Tuesday, May 26, 2020

What did Donald Trump do today?

He attacked American democracy because he might not win the next election.

As his re-election chances get grimmer, Trump has been returning to the 2016 playbook of attacking any election he might lose. Today he doubled down on the practice of states making it easier for citizens to use mail-in absentee ballots. 

In two tweets this morning, Trump told a number of lies in quick succession about what the state of California is planning to do, but the takeaway was that 2020 will be a "Rigged Election" because Americans can vote this way. (Trump himself has voted by mail since taking office, and was impeached for trying to get a foreign country to interfere in the 2020 election.)

The amount of misinformation—and the damage that it could do to the legitimacy of the election—was so great that Twitter took the unprecedented step of attaching a fact-checking warning to the tweets. 


Clicking on that link led to a quick summary of some of the basic facts about mail-in voting that Trump lied about.
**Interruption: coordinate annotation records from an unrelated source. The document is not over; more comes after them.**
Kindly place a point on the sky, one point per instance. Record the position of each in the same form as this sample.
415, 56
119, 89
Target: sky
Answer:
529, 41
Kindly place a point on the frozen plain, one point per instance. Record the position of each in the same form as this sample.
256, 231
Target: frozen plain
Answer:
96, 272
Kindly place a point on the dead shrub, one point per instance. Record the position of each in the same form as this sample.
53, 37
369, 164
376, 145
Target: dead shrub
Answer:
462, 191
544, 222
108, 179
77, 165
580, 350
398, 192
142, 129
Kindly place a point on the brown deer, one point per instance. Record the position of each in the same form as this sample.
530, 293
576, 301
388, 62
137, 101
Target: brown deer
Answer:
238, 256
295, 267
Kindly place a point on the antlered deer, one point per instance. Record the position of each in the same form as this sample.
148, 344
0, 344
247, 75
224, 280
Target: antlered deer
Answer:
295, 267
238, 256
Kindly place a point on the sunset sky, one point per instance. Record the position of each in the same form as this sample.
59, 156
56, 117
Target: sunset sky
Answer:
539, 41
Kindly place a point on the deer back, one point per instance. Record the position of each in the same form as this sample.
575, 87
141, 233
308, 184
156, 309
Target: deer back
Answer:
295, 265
The warning was a dramatic step for Twitter's management, which has agonized over how to handle posts from Trump that routinely violate their rules about personal attacks, spreading misinformation, and promoting hate speech. Just this week, Trump has been tweeting conspiracy theories about the 2001 death of Lori Klausutis, baselessly accusing a former GOP congressman of her murder. Her grieving husband begged Twitter to delete those posts, writing that Trump had "taken the memory of my dead wife and perverted it for perceived political gain."
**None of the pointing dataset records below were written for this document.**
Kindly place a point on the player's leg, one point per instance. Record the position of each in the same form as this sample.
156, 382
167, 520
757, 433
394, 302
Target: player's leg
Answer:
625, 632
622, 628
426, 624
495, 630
Trump responded by complaining that Twitter was "completely stifling FREE SPEECH, and I, as President, will not allow it to happen!" 
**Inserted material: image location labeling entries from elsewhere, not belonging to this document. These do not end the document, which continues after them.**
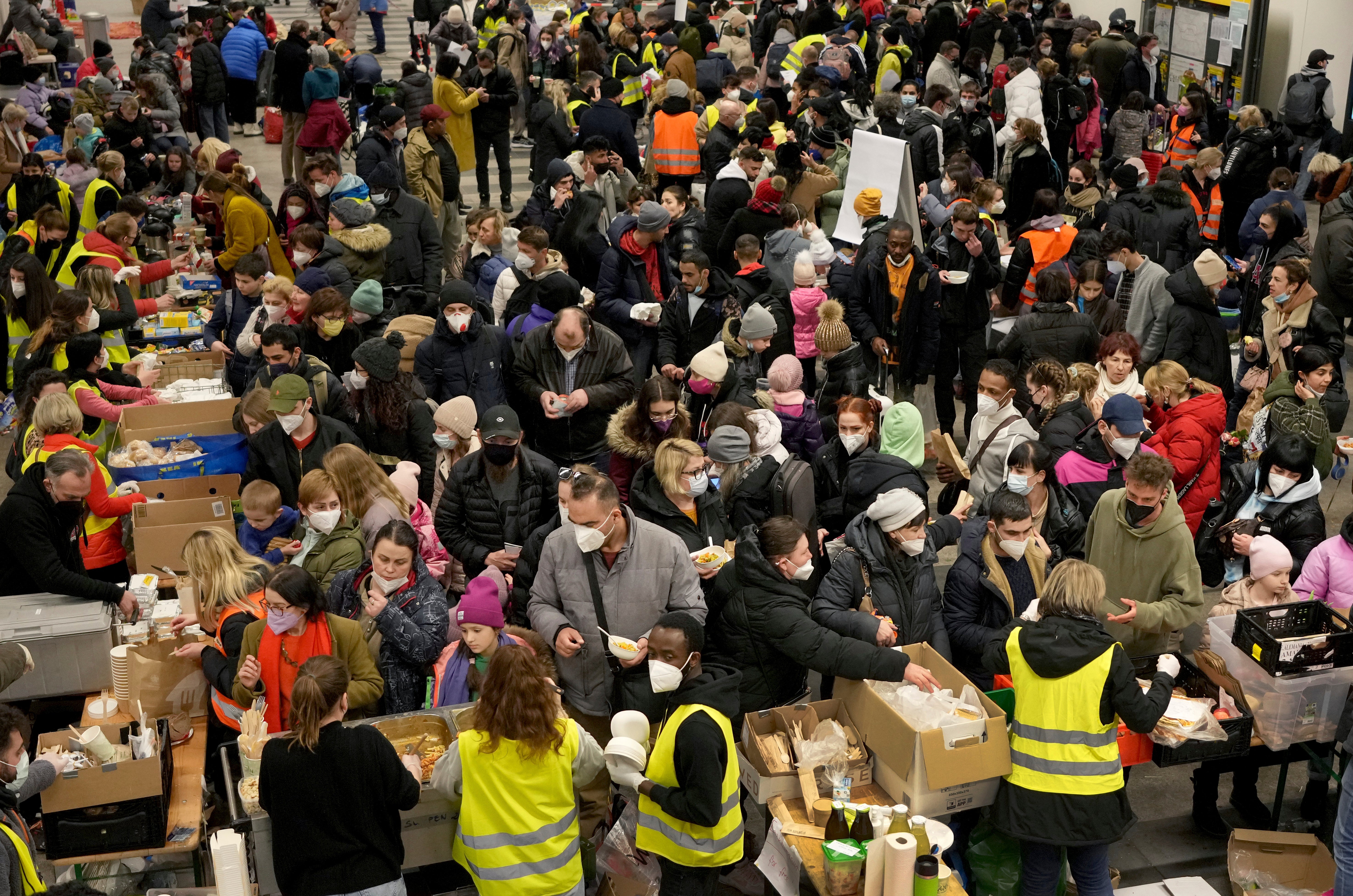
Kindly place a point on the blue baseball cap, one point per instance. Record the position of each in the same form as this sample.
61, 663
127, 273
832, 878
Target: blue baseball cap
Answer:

Trump doesn't actually have any power over Twitter, which is a private company. All social media platforms enforce rules about what people can post. 

Why does this matter?

  • Saying that any election the leader doesn't win was "rigged" is what dictators do.
  • Threatening private companies with government punishment because they exercised their own free speech rights is un-American.
  • It's not a sign of good mental health when the most paid-attention-to man in the world thinks shadowy forces are trying to silence him.
  • It's bad if presidents don't know or don't care what the limits on their authority are.